I’ve been trying to categorize what I had in my mind with the provided options. I’m very interested to learn about the rationale used in selecting the domains provided. I have a feeling that these are somewhat related to the actual / current application areas, especially by big companies like nVidia.
Now I have some problems to actualize what I had in mind when suggesting this feature two years ago, such as:
- Machine command interfaces / intent systems (smart homes, IoT devices etc.)
- Subtitle generation / transcription / dictation / … in diverse areas (e.g. sports, fundamental sciences like math/chemistry/physics/material sciences/astronomy/…, many flavors of engineering, etc)
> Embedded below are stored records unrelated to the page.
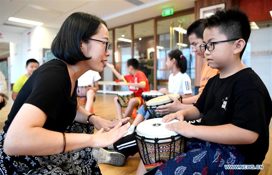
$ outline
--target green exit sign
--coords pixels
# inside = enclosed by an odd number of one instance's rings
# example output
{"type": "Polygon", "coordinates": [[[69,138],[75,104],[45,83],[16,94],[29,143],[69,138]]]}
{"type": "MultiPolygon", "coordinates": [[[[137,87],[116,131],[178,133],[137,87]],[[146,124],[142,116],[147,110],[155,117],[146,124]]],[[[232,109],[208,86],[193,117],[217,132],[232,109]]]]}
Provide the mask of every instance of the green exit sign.
{"type": "Polygon", "coordinates": [[[169,8],[163,10],[161,12],[161,16],[163,17],[169,16],[174,14],[174,8],[169,8]]]}

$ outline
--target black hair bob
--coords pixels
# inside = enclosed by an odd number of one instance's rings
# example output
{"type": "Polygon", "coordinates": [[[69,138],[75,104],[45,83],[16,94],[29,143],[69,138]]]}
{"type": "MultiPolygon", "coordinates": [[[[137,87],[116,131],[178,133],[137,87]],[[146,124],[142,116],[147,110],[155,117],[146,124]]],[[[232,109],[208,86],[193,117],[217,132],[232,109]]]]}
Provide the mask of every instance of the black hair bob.
{"type": "Polygon", "coordinates": [[[51,44],[55,57],[70,64],[91,59],[86,57],[80,48],[80,41],[87,43],[88,38],[97,33],[105,22],[92,14],[76,12],[69,16],[62,24],[51,44]]]}

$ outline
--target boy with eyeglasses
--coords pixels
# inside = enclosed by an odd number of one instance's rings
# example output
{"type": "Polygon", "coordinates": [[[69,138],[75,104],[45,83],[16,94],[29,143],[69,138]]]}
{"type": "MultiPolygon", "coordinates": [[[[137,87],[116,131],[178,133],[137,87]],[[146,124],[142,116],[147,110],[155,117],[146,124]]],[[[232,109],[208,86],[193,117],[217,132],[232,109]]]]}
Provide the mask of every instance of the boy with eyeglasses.
{"type": "Polygon", "coordinates": [[[241,62],[251,32],[249,20],[240,10],[231,8],[216,11],[203,24],[206,44],[200,47],[219,74],[210,79],[193,106],[163,118],[165,122],[180,120],[166,128],[191,138],[183,153],[159,167],[156,173],[257,174],[259,170],[225,166],[261,165],[268,148],[271,99],[260,77],[241,62]],[[183,122],[201,117],[202,125],[183,122]]]}

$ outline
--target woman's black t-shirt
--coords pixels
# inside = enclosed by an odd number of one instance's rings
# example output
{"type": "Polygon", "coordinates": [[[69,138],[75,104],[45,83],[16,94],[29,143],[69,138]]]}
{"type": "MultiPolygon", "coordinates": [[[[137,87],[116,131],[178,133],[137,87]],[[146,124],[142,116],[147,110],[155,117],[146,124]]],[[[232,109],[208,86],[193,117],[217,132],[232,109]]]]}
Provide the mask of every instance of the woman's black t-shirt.
{"type": "Polygon", "coordinates": [[[47,115],[43,128],[64,132],[76,117],[77,82],[70,97],[72,84],[66,64],[57,59],[43,64],[33,72],[19,92],[5,122],[4,131],[7,131],[23,105],[28,103],[47,115]]]}
{"type": "Polygon", "coordinates": [[[261,164],[268,150],[268,126],[272,115],[268,91],[250,68],[225,78],[219,76],[209,79],[194,105],[204,114],[201,124],[231,124],[258,133],[254,143],[234,146],[244,157],[244,164],[261,164]]]}

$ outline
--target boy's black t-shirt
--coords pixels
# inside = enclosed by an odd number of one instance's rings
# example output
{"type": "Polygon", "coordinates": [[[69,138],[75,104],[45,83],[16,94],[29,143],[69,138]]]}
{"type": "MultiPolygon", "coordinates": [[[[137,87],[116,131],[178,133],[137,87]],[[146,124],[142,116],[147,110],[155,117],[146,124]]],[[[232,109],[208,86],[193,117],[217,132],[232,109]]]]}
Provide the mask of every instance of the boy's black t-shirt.
{"type": "Polygon", "coordinates": [[[225,78],[219,78],[219,76],[209,80],[194,105],[204,114],[201,124],[231,124],[259,134],[252,144],[234,146],[244,157],[244,164],[261,164],[268,150],[268,127],[272,115],[272,102],[267,89],[250,68],[225,78]]]}
{"type": "Polygon", "coordinates": [[[37,107],[47,115],[43,128],[64,132],[76,117],[77,82],[70,97],[72,84],[66,64],[55,59],[41,65],[33,72],[19,92],[5,122],[4,131],[7,131],[23,105],[28,103],[37,107]]]}

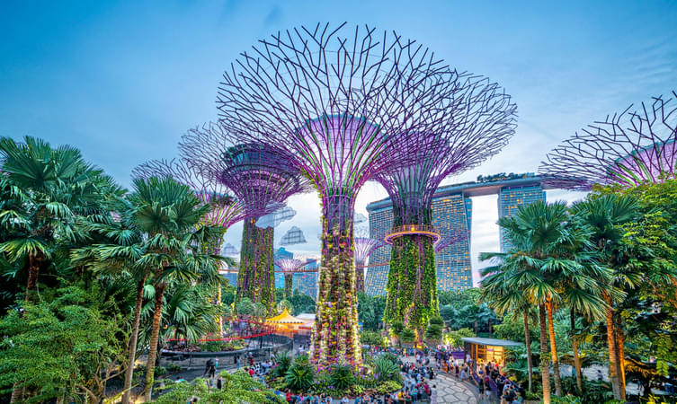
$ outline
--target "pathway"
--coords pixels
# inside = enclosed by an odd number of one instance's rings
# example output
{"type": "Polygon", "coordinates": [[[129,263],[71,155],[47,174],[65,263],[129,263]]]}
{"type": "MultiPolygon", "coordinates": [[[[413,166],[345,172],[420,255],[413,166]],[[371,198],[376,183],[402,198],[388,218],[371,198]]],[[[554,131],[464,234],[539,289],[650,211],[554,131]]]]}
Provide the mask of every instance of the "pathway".
{"type": "MultiPolygon", "coordinates": [[[[414,362],[414,357],[402,357],[403,362],[414,362]]],[[[457,381],[453,377],[447,376],[444,373],[437,373],[435,380],[432,384],[437,386],[434,389],[432,398],[434,400],[431,404],[446,404],[446,403],[461,403],[461,404],[477,404],[477,398],[470,387],[465,383],[457,381]]]]}

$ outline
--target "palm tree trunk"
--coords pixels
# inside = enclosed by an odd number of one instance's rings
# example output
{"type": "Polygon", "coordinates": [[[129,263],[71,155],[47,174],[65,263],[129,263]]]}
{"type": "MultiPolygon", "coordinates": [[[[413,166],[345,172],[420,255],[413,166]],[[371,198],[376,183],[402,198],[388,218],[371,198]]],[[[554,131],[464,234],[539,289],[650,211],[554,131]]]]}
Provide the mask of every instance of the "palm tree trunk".
{"type": "Polygon", "coordinates": [[[527,368],[529,370],[529,392],[531,392],[531,379],[533,378],[533,365],[531,364],[531,336],[529,331],[529,312],[524,312],[524,343],[527,346],[527,368]]]}
{"type": "Polygon", "coordinates": [[[141,320],[141,306],[143,305],[143,289],[146,285],[146,276],[137,284],[137,304],[134,306],[134,321],[131,326],[131,336],[129,336],[129,356],[125,370],[125,384],[122,395],[122,404],[129,403],[129,390],[131,390],[131,379],[134,374],[134,362],[137,358],[137,341],[138,340],[138,324],[141,320]]]}
{"type": "Polygon", "coordinates": [[[28,256],[28,282],[26,283],[26,302],[33,302],[33,295],[38,292],[38,277],[40,275],[40,257],[33,254],[28,256]]]}
{"type": "Polygon", "coordinates": [[[581,375],[581,358],[578,357],[578,342],[576,340],[576,337],[573,335],[576,329],[576,319],[574,309],[571,309],[569,318],[571,320],[572,332],[571,347],[574,350],[574,366],[575,366],[576,369],[576,386],[578,386],[578,392],[583,393],[583,377],[581,375]]]}
{"type": "Polygon", "coordinates": [[[620,400],[626,400],[625,391],[625,349],[623,345],[625,343],[625,333],[623,329],[619,325],[615,330],[616,336],[616,371],[620,382],[620,400]]]}
{"type": "Polygon", "coordinates": [[[156,371],[156,356],[157,355],[157,342],[160,338],[160,322],[162,320],[162,299],[167,285],[160,283],[156,285],[156,305],[153,311],[153,329],[150,334],[150,348],[148,350],[148,362],[146,364],[146,388],[144,397],[146,401],[150,401],[153,391],[153,376],[156,371]]]}
{"type": "Polygon", "coordinates": [[[555,323],[552,320],[552,301],[546,303],[548,309],[548,333],[550,338],[550,356],[552,358],[552,367],[555,376],[555,394],[562,395],[562,380],[559,374],[559,359],[557,358],[557,346],[555,340],[555,323]]]}
{"type": "Polygon", "coordinates": [[[618,356],[616,351],[616,336],[615,327],[613,324],[613,303],[611,303],[611,296],[607,295],[604,297],[607,302],[607,346],[609,347],[609,378],[611,380],[611,390],[613,391],[613,398],[615,400],[620,399],[620,380],[619,379],[618,373],[618,356]]]}
{"type": "Polygon", "coordinates": [[[546,305],[539,304],[540,327],[540,379],[543,383],[543,404],[550,404],[550,360],[548,357],[548,325],[546,305]]]}

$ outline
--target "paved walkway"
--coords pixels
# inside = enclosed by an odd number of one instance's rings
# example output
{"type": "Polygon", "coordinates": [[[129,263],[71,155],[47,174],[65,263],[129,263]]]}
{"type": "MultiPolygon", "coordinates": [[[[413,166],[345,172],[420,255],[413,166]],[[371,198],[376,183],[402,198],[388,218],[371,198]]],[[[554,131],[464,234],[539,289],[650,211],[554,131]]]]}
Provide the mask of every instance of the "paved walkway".
{"type": "MultiPolygon", "coordinates": [[[[403,362],[414,362],[414,357],[402,357],[403,362]]],[[[437,386],[432,394],[431,404],[462,403],[477,404],[477,398],[465,383],[444,373],[436,373],[435,380],[431,384],[437,386]]]]}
AFAIK, the main idea behind domain specific corpus is introduction of jargon, mostly technical terms, mostly Latin based - with correct spellings. These terms are mostly based on the higher education, so they should be written / spoken by people from that profession.
With the current list, if people do not know the idea behind it, they will tend to categorize them wrongly - if my above understanding is correct. For me it should work like this:
- GENERAL: “If you have a fever, take an aspirin.”
- HEALTHCARE: “Acetylsalicylic acid, is a nonsteroidal anti-inflammatory drug used to reduce pain, fever, and/or inflammation, and as an antithrombotic.” (taken from Wikipedia)
But, people will tend to set the first one also to “Healthcare”…
I became aware of this problem during my last teaching session, when I used the sentence “Do you have a room with a hottub?” where I was trying to use the word “jakuzi” (jakuzzi) to get better distinction between “j” and “ş” sounds in Turkish, where our models struggle. People directly said that this is “tourism” related thus, should be under “service”. I beg to differ. “I don’t have any cash with me.” is not finance.
Correct domain labeling will also help the language models, especially during setting pruning thresholds. E.g. “antithrombotic” will be pruned out in a general model, but not in a domain specific one.
I hope this list can be extended in time, even can have free-form / project based titles, so that people can create their own titles here. I also hope that the project team discusses such important features with communities before implementing them - like we did in the past.